It's unlikely that history will look back on the food policy decisions of 2013 kindly. It was a year in which government took steps to make the poor increasingly hungry while simultaneously working to protect the largest of ag corporations.
On the less fortunate end of things, both houses of Congress voted to enact historic cuts to the Supplemental Nutrition Assistance Program at a time when close to 48 million Americans are enrolled in the crucial benefit.
While the exact amount of the cut is still being hashed out between the agriculture committee leadership of the House of Representatives and the Senate, millions of Americans are likely to lose their food stamp benefits as a result. The slashing of SNAP is, far and away, the biggest—and worst—food policy story of 2013, says Dr. William Masters, chair of the Tufts University Department of Food and Nutrition Policy—far more grave than the congressional favors for Monsanto, the ruling against New York City’s proposed ban on large sodas, or state-level wrangling over labeling or restricting genetic crops.
“It was a very sad year in which so many politicians in Congress showed an extreme thoughtlessness—I’d say heartlessness,” Masters said. “They showed a sign of our society that is not something we can be proud of. Shameful. Embarrassing. We’re going to regret it.”
“Seeing the rise in SNAP benefits that happened during the Great Recession as evidence of a society of takers or dependency is tragic,” he added. “It’s a safety net that works.”
How deep the cuts will go is yet to be seen. In September, the House of Representatives passed a bill that would strip nearly $40 billion from SNAP. House Agriculture Committee Chairman Frank Lucas, R-Okla., is negotiating a compromise on the final cuts with Senate Agriculture Committee Chairwoman Debbie Stabenow, D-Mich.; the Senate passed a bill cutting the benefit by $4 billion.
Wrangling over SNAP resulted in an unprecedented move by the House of Representatives in July: The Republican majority voted to split off the section of the farm bill that deals with food assistance programs so that subsidies and food stamps could be voted on separately.
Masters said the farm bill, which determines policies that affect millions of farmers and hungry Americans, was a far bigger story than a few of the other bits of food news that stole the spotlight in 2013. One of those was a court's reversal of New York Mayor Michael Bloomberg's controversial ban on large sugary beverages in July. If Bloomberg had his way, New York would have restricted the sale of sugar-sweetened beverages of more than 16 ounces. The court’s decision, however, said the ban “violated the state principle of separation of powers.”
Clear across the country, Washingtonians voted against the labeling of genetically modified foods in November.

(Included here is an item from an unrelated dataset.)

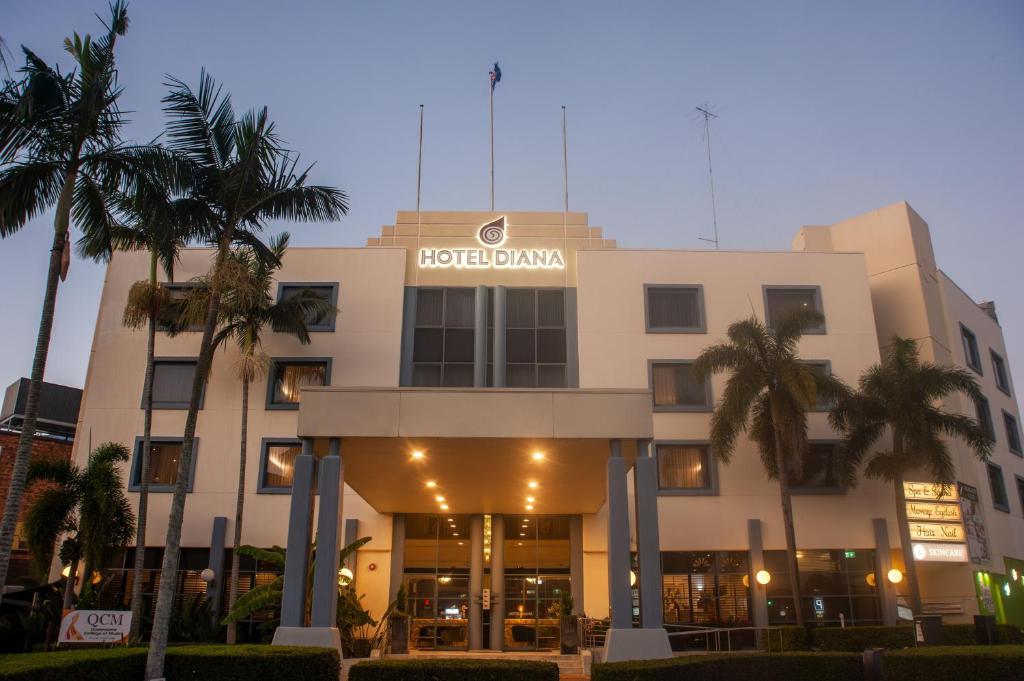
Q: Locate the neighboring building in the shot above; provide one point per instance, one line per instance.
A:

As was the case with Proposition 37, California's GMO labeling ballot initiative, which was defeated at the polls in 2012, food and agriculture corporations spent millions to defeat the Washington bill, leaving some to wonder whether food giants have become unstoppable.
At no time did this feel more true than in March, when the Senate sneaked a “biotech rider” into a run-of-the-mill spending bill that would require the USDA to approve the harvest and sale of crops from genetically modified seed even if a court has ruled the environmental studies on the crop were inadequate. Nicknamed the “Monsanto Protection Act,” the rider was met with fierce opposition from environmental groups and the public, even prompting a series of marches.
But 2013 proved again that concern over GMOs—which Masters refers to as a “cultural touchstone issue in the broader question of whether we control our food supply in a responsible and sustainable manner”—is not going away.
Was there any good news in the world of food policy this year? Yes, but not much, according to Masters. He points to the recent trans fat ban by the Food and Drug Administration as the feel-good food policy story of 2013.
“That was a big step forward for the federal government to use the scientific evidence in a responsible way to protect the public,” he said.
If only we could get Congress to protect the hungriest among us too.